According to a News24 report, Manuel wrote to Tabane on 9 May and gave him until the close of business on Wednesday (11 May) to retract the claim or face “legal proceedings.”
Trevor Manuel threatens legal action against JJ Tabane
“Your statement is simply not true. You peddled this false narrative in the full knowledge of its falseness by virtue of, at least, your apparent involvement in the formation of COPE at the time,” Manuel reportedly wrote.
“You will appreciate your wrongful and unlawful conduct has caused me and continues to cause me great harm. In the circumstances, I hereby call upon you to unreservedly withdraw the false, wrongful and unlawful statements you made of and concerning me during the aforesaid interview and ensure that your apology is prominently published in the print and electronic format media.”
In an interview on DJ Sbu’s The Hustlers Corner podcast aired on YouTube in mid-April, Tabane claimed that Manuel, former President Thabo Mbeki, former Minister Tito Mboweni and Finance Minister Enoch Godongwana were among senior ANC leaders who helped form COPE in 2008.
Former ANC leaders Mosiuoa Lekota and Mbhazima Shilowa were among COPE’s founding leaders following the ANC’s recall of Mbeki from power. In a tweet posted earlier this week, Mbhazima cast doubt on Tabane’s claims.
“This is all I will say about the ‘revelations’ by JJ Tabane. People should go back to what happened at the Hefer Commission especially when my friends and comrades Mo and Mac faced Moerane, not to mention Vusi and Ranjeni. One would think people learnt then never to peddle lies,” he tweeted.
Sisulu calls for probe
However, ANC NEC member Lindiwe Sisulu is reportedly taking the allegations seriously.
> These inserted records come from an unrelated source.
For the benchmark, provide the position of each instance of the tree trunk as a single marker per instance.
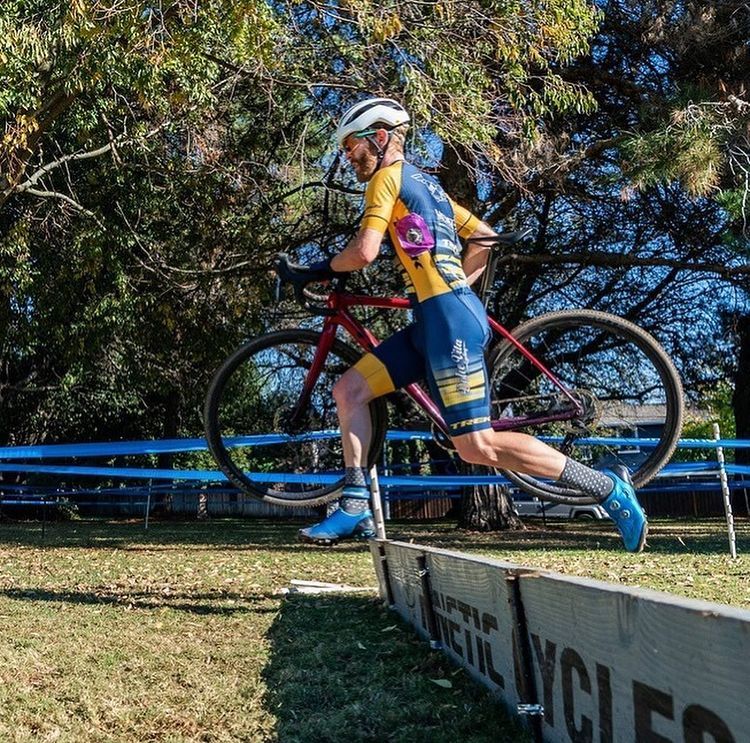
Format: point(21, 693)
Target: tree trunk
point(741, 397)
point(487, 507)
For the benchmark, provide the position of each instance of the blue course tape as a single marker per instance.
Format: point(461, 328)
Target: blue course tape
point(174, 446)
point(121, 448)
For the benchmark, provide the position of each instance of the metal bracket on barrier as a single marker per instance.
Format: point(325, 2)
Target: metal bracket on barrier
point(386, 577)
point(423, 573)
point(524, 669)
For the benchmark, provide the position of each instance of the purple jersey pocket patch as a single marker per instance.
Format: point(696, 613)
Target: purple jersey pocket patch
point(414, 235)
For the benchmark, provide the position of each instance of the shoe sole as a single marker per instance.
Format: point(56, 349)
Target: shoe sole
point(642, 540)
point(333, 542)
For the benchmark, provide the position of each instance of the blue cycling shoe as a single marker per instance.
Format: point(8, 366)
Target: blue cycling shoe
point(623, 508)
point(340, 525)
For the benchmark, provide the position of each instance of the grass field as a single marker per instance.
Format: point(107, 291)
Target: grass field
point(181, 632)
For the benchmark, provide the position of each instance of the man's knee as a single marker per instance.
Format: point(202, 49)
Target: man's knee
point(474, 448)
point(351, 389)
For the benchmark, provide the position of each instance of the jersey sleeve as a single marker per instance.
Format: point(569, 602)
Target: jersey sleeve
point(380, 198)
point(466, 222)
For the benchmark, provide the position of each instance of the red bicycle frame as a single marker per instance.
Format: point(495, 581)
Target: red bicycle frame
point(337, 314)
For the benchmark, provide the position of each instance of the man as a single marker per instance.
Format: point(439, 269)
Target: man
point(447, 339)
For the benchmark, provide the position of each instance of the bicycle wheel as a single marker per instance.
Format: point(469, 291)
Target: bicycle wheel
point(622, 379)
point(262, 439)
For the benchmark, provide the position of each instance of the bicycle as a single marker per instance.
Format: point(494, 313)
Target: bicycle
point(565, 376)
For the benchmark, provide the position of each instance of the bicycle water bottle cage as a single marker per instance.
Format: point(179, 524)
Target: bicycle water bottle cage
point(414, 235)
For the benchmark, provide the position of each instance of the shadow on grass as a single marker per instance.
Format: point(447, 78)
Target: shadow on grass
point(669, 536)
point(218, 603)
point(225, 534)
point(341, 668)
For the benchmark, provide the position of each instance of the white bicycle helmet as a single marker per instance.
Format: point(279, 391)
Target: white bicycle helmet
point(363, 115)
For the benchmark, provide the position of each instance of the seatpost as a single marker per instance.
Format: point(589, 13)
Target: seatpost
point(485, 282)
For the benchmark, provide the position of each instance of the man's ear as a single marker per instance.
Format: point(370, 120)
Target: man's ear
point(381, 136)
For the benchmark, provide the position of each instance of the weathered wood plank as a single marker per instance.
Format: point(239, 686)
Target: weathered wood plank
point(618, 664)
point(611, 664)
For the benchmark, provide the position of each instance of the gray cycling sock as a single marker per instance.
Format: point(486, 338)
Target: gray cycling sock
point(355, 476)
point(590, 481)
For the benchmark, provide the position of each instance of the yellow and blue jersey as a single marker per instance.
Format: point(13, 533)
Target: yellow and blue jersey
point(401, 189)
point(446, 342)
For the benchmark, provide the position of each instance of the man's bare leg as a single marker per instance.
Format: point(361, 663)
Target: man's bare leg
point(527, 455)
point(353, 517)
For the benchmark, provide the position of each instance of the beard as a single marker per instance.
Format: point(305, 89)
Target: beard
point(364, 164)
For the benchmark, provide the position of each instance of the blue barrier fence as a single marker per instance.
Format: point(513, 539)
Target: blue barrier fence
point(174, 446)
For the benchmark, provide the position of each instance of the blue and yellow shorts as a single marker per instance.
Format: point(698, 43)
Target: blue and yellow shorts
point(445, 345)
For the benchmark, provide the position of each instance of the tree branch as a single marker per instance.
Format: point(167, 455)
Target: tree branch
point(616, 260)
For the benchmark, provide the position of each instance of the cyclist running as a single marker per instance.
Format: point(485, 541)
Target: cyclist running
point(446, 341)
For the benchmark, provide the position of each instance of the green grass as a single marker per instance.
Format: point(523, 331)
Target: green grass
point(180, 633)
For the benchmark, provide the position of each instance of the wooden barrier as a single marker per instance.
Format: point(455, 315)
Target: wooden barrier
point(603, 663)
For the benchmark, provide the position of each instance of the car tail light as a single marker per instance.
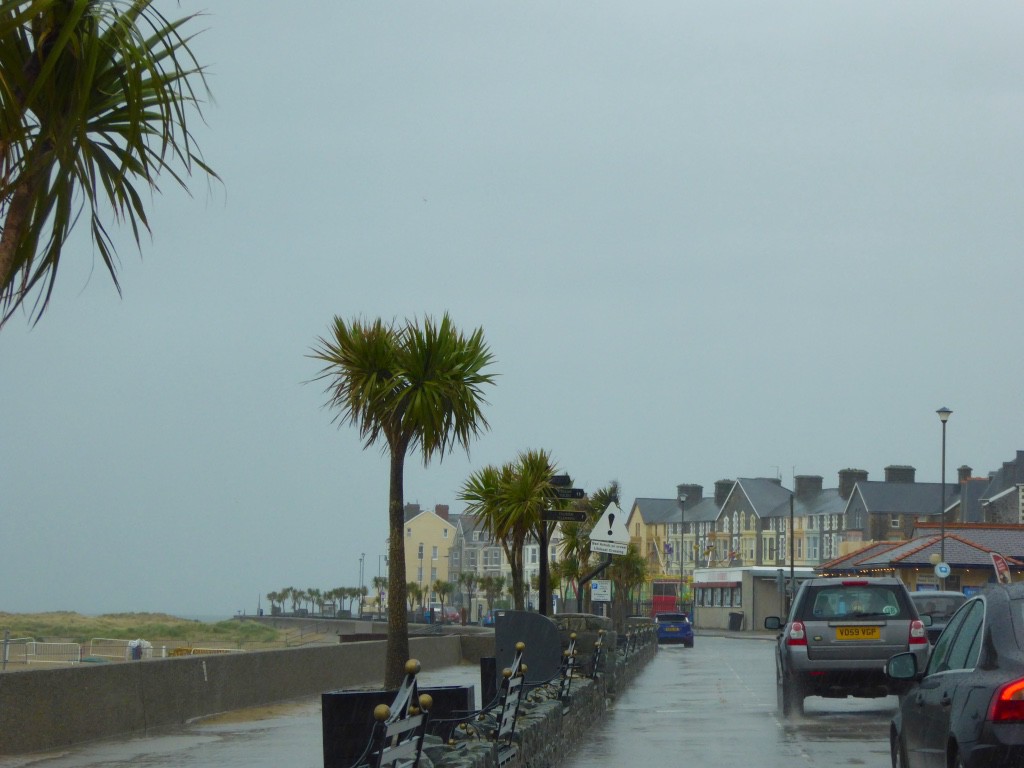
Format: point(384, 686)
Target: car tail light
point(919, 635)
point(797, 635)
point(1008, 704)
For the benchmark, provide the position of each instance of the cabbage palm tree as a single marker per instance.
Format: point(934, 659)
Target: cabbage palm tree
point(413, 387)
point(509, 502)
point(94, 107)
point(627, 573)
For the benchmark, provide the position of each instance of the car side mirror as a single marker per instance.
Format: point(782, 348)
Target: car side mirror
point(902, 667)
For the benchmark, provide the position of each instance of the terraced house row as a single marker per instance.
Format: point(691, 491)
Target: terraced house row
point(734, 553)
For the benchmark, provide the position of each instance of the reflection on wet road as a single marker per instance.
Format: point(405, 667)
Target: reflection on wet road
point(714, 704)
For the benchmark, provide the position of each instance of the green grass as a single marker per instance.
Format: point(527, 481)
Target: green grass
point(80, 629)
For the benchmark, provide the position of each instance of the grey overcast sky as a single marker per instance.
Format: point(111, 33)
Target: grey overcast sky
point(704, 241)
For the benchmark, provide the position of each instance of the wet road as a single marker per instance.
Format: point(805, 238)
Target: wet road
point(276, 736)
point(714, 705)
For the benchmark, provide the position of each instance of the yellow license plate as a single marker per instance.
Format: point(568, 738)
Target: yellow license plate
point(858, 633)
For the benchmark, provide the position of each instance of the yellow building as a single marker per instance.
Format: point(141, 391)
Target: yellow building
point(428, 537)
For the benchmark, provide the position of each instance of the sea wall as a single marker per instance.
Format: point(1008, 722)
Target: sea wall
point(46, 709)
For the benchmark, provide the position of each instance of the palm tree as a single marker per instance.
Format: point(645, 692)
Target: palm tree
point(380, 585)
point(94, 107)
point(295, 596)
point(509, 502)
point(418, 387)
point(316, 598)
point(627, 572)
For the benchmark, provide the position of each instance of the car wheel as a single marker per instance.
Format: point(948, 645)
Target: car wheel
point(897, 752)
point(791, 697)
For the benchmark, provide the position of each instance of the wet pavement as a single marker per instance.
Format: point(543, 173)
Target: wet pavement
point(714, 704)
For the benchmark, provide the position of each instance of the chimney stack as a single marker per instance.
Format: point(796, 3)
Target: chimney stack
point(807, 485)
point(692, 492)
point(848, 478)
point(722, 488)
point(899, 473)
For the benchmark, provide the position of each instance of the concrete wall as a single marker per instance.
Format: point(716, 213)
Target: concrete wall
point(46, 709)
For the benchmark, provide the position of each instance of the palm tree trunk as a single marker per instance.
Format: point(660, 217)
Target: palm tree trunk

In a letter to President Cyril Ramaphosa, she called for an ANC internal investigation.
She lamented what she called the ANC’s “inaction” in the face of similar allegations in the past, citing a claim by the EFF in 2019 that NEC member Derek Hanekom was prepared to work with it to remove former President Jacob Zuma from power.
“It didn’t escape the South African public’s notice that in one of Malema’s press conferences he intimated that certain members of the party told his party leadership that they were spearheading the formation of the new party,” Sisulu wrote.
“Again in 2019, a senior member of ANC admitted publicly that he had worked with opposition leaders in the botched attempt to remove a sitting president of the ANC from power.
“In the main, such inaction on the part of the party leadership breeds an indisputable culture of impunity, self-destruction and anarchy, which to all intents and purposes constitute a recipe for the demise of the ANC.”